Preheat the oven to 350 degrees and adjust the oven racks to the upper and lower thirds. Line (2) baking sheets with parchment paper. Whisk the eggs, oil, maple syrup, pumpkin and nut butter together until incorporated.
2 large eggs, 1/4 cup coconut oil, 1/2 cup maple syrup, 1/2 cup homemade pumpkin puree, 1/4 cup almond butter
Add the oat flour, pumpkin pie spice, baking powder and salt and whisk until combined.
1 cup oat flour, 2 teaspoons pumpkin pie spice, 1 teaspoon baking powder, 1/4 teaspoon sea salt
Add the rolled oats, cranberries, chocolate chips and pepitas and stir until incorporated.
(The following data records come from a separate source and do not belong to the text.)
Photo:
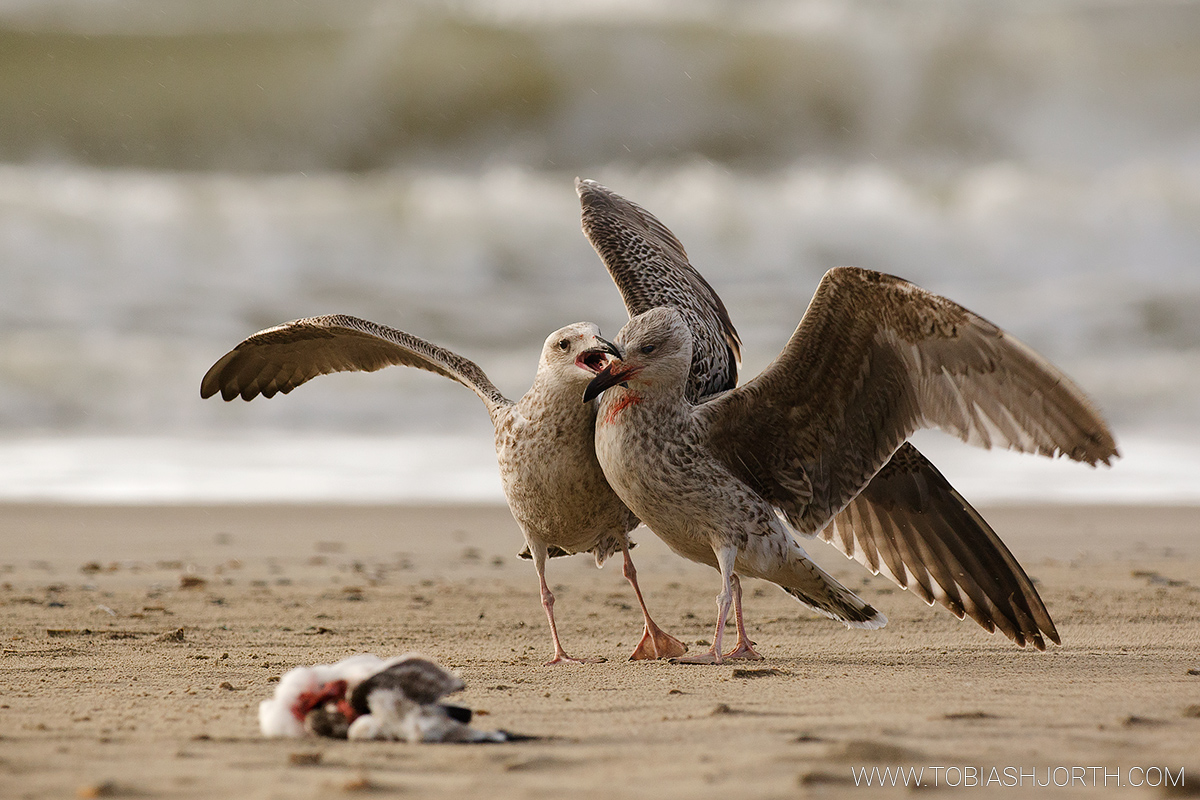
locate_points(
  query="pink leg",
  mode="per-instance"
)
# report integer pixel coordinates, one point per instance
(655, 642)
(725, 558)
(547, 602)
(744, 647)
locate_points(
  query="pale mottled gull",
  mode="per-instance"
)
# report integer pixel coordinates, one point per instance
(909, 523)
(544, 441)
(874, 359)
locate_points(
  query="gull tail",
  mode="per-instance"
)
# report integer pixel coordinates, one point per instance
(821, 591)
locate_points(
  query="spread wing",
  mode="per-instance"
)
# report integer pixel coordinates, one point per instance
(875, 359)
(651, 269)
(280, 359)
(915, 528)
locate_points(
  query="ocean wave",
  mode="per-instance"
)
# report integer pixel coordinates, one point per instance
(369, 85)
(121, 287)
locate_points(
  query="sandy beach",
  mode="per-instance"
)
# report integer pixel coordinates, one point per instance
(139, 641)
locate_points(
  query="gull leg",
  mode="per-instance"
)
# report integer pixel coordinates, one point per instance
(744, 647)
(655, 642)
(547, 602)
(725, 558)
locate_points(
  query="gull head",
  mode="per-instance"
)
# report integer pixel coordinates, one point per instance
(576, 353)
(654, 349)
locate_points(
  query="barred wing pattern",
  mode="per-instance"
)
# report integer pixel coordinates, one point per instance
(875, 359)
(651, 269)
(280, 359)
(911, 525)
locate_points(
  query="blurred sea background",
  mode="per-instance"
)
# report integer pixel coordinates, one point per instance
(178, 174)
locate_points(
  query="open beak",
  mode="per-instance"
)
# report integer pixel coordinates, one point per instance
(595, 359)
(615, 373)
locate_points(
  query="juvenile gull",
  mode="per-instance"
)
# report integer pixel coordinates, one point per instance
(909, 523)
(544, 441)
(874, 359)
(365, 697)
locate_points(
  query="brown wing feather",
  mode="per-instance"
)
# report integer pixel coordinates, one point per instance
(280, 359)
(910, 524)
(874, 359)
(651, 269)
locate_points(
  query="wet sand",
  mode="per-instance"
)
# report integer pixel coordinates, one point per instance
(137, 643)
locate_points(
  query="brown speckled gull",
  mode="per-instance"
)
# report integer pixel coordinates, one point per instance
(544, 441)
(909, 523)
(874, 359)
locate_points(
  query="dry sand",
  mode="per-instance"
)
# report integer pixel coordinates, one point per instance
(138, 642)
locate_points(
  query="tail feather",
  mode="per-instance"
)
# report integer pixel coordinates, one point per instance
(823, 594)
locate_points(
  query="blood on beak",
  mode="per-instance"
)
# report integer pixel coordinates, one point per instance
(615, 373)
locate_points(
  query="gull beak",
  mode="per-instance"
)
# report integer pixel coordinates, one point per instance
(609, 347)
(597, 358)
(615, 373)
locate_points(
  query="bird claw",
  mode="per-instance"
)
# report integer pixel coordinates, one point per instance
(563, 659)
(658, 643)
(709, 656)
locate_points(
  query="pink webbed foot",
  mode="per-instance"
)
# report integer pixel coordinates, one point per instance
(711, 656)
(563, 659)
(744, 651)
(658, 643)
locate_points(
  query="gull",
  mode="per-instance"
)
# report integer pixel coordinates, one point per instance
(874, 359)
(365, 697)
(544, 441)
(909, 523)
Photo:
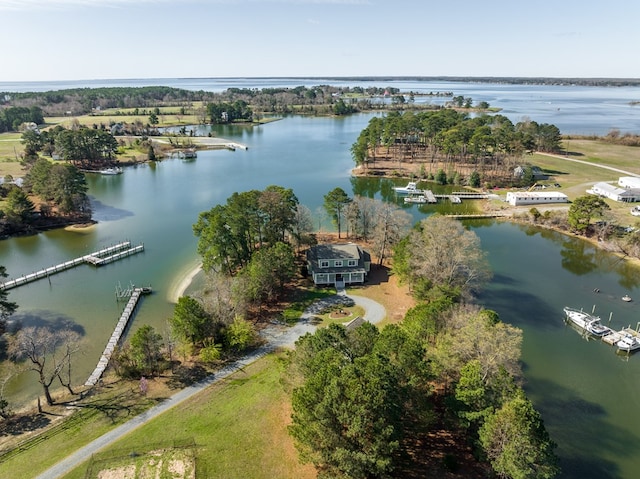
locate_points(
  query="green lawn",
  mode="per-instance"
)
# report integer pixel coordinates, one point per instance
(239, 427)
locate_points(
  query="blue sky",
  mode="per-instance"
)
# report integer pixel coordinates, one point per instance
(108, 39)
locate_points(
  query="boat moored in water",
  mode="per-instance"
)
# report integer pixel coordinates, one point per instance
(116, 170)
(628, 342)
(411, 188)
(587, 322)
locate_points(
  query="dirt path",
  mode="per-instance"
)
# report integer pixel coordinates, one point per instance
(276, 336)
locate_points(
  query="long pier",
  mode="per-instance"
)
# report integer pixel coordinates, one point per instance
(97, 258)
(126, 315)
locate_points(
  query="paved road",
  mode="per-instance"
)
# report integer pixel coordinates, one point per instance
(277, 336)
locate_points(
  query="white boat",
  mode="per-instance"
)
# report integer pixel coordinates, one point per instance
(421, 199)
(411, 187)
(587, 322)
(111, 171)
(628, 342)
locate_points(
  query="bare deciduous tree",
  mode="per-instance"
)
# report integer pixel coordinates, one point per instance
(46, 352)
(390, 226)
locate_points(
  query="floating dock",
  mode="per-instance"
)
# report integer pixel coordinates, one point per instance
(126, 315)
(97, 258)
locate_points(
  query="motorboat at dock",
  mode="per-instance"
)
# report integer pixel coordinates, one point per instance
(587, 322)
(411, 188)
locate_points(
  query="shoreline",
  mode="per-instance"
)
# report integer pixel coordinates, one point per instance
(182, 281)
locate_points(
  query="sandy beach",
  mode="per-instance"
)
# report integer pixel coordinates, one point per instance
(182, 281)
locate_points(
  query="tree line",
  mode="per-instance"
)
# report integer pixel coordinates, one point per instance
(488, 145)
(12, 118)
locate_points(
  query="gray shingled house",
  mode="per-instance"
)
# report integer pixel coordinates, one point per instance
(338, 263)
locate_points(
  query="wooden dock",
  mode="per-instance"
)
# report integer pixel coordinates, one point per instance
(474, 216)
(97, 258)
(126, 315)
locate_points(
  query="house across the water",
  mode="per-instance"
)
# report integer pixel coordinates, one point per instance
(331, 264)
(519, 198)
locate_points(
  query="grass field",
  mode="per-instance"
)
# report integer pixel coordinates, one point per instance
(239, 427)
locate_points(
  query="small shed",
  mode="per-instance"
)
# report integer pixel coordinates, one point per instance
(629, 182)
(615, 193)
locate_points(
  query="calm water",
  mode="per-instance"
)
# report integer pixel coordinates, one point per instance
(588, 395)
(574, 109)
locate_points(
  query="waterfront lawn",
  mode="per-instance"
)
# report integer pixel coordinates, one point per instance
(294, 310)
(10, 148)
(618, 156)
(239, 426)
(118, 402)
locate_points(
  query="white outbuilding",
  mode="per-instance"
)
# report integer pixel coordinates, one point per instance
(629, 182)
(523, 198)
(615, 193)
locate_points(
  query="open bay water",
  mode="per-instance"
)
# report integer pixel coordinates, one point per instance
(575, 109)
(588, 395)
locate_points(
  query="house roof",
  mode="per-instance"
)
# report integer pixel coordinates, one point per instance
(537, 194)
(612, 189)
(337, 251)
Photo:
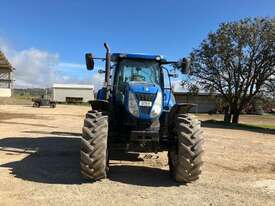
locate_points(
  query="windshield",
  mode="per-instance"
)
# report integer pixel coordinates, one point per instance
(138, 71)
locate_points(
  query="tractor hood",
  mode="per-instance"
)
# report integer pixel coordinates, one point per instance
(146, 88)
(144, 100)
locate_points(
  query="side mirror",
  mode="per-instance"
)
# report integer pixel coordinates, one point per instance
(101, 71)
(89, 61)
(184, 65)
(174, 75)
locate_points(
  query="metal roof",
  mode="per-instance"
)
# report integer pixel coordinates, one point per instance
(116, 56)
(4, 63)
(73, 86)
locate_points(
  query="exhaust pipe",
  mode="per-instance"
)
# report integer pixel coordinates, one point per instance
(107, 69)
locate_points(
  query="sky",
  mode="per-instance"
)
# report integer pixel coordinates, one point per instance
(46, 40)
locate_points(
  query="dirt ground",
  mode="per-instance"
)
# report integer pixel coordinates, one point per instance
(39, 165)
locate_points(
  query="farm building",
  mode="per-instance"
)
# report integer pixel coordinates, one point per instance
(71, 93)
(204, 101)
(6, 81)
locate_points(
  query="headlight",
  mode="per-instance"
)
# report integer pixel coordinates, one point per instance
(132, 105)
(156, 110)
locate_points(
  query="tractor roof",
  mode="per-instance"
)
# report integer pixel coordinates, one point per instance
(116, 56)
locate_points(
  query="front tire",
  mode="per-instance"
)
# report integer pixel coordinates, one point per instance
(93, 151)
(185, 159)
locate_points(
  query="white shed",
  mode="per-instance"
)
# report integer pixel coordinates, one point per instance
(71, 93)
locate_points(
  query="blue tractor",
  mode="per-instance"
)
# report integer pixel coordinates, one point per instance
(136, 112)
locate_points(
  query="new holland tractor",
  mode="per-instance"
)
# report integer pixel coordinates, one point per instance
(136, 112)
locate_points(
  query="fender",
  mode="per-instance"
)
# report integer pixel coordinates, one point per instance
(179, 108)
(100, 105)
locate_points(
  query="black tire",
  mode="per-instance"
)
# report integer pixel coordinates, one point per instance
(185, 160)
(36, 104)
(52, 105)
(93, 148)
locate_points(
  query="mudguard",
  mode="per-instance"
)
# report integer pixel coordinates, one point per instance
(100, 105)
(179, 108)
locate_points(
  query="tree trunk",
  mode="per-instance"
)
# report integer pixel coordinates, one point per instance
(235, 119)
(227, 115)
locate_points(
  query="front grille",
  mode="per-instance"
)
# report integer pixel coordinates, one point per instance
(145, 97)
(145, 110)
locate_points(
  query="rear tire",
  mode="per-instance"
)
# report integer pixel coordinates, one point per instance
(36, 104)
(185, 159)
(52, 105)
(93, 150)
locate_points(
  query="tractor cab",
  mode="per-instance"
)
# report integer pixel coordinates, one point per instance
(138, 84)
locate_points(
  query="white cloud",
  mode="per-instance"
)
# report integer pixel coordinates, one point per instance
(38, 68)
(71, 65)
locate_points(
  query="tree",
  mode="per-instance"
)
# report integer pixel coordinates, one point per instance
(236, 61)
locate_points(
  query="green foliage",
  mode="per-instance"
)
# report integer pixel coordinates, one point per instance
(236, 61)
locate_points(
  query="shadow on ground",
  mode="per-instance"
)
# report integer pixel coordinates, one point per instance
(245, 127)
(55, 160)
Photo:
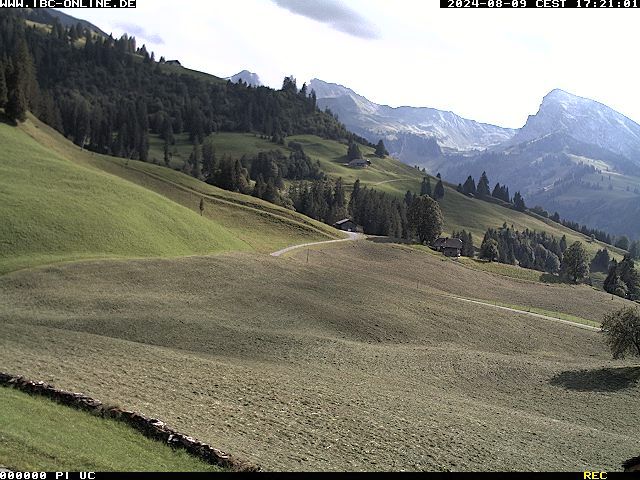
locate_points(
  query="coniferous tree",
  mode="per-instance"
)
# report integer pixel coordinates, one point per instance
(260, 187)
(381, 150)
(425, 219)
(489, 249)
(623, 242)
(563, 244)
(353, 151)
(483, 186)
(518, 202)
(613, 284)
(630, 277)
(438, 192)
(3, 86)
(575, 262)
(469, 187)
(601, 261)
(425, 188)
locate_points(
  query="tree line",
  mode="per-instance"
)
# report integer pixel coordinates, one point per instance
(528, 249)
(483, 191)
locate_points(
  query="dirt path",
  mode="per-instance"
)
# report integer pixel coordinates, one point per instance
(391, 181)
(531, 314)
(352, 237)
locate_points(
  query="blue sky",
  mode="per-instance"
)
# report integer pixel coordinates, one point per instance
(492, 66)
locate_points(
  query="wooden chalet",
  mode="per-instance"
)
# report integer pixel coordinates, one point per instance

1 1/2 cups old fashioned rolled oats, 1/3 cup dried cranberries, 1/3 cup chocolate chips, 1/3 cup raw pepitas
Using a 2 1/2" cookie scoop, scoop two heaping scoops of dough for each cookie onto the prepared baking sheets about 1" apart and flatten the cookies to the desired size as they don't spread. You'll have about 15 large cookies. If you wish to make the cookies smaller, simply use 1 heaping scoop of dough, flatten the tops and bake for 10-13 minutes until set.
Bake for 13-14 minutes or until golden and set, rotating the pans from top to bottom and front to back halfway during baking. Place the baking sheets on wire racks and cool completely. Enjoy!
Notes
Pro tip: Make a batch of pumpkin breakfast cookies in advance as they're great for meal prep breakfast, snacks and dessert!
Use homemade or store bought oat flour. If you don't have oat flour, you can substitute it with the same amount of rolled oats (2 1/2 cups of rolled oats total).
Feel free to customize the add-ins with your favorite dried fruit, chocolate chips, coconut, nuts or seeds!
Store cookies in an air tight container at room temperature for 3-4 days or in the fridge for up to one week.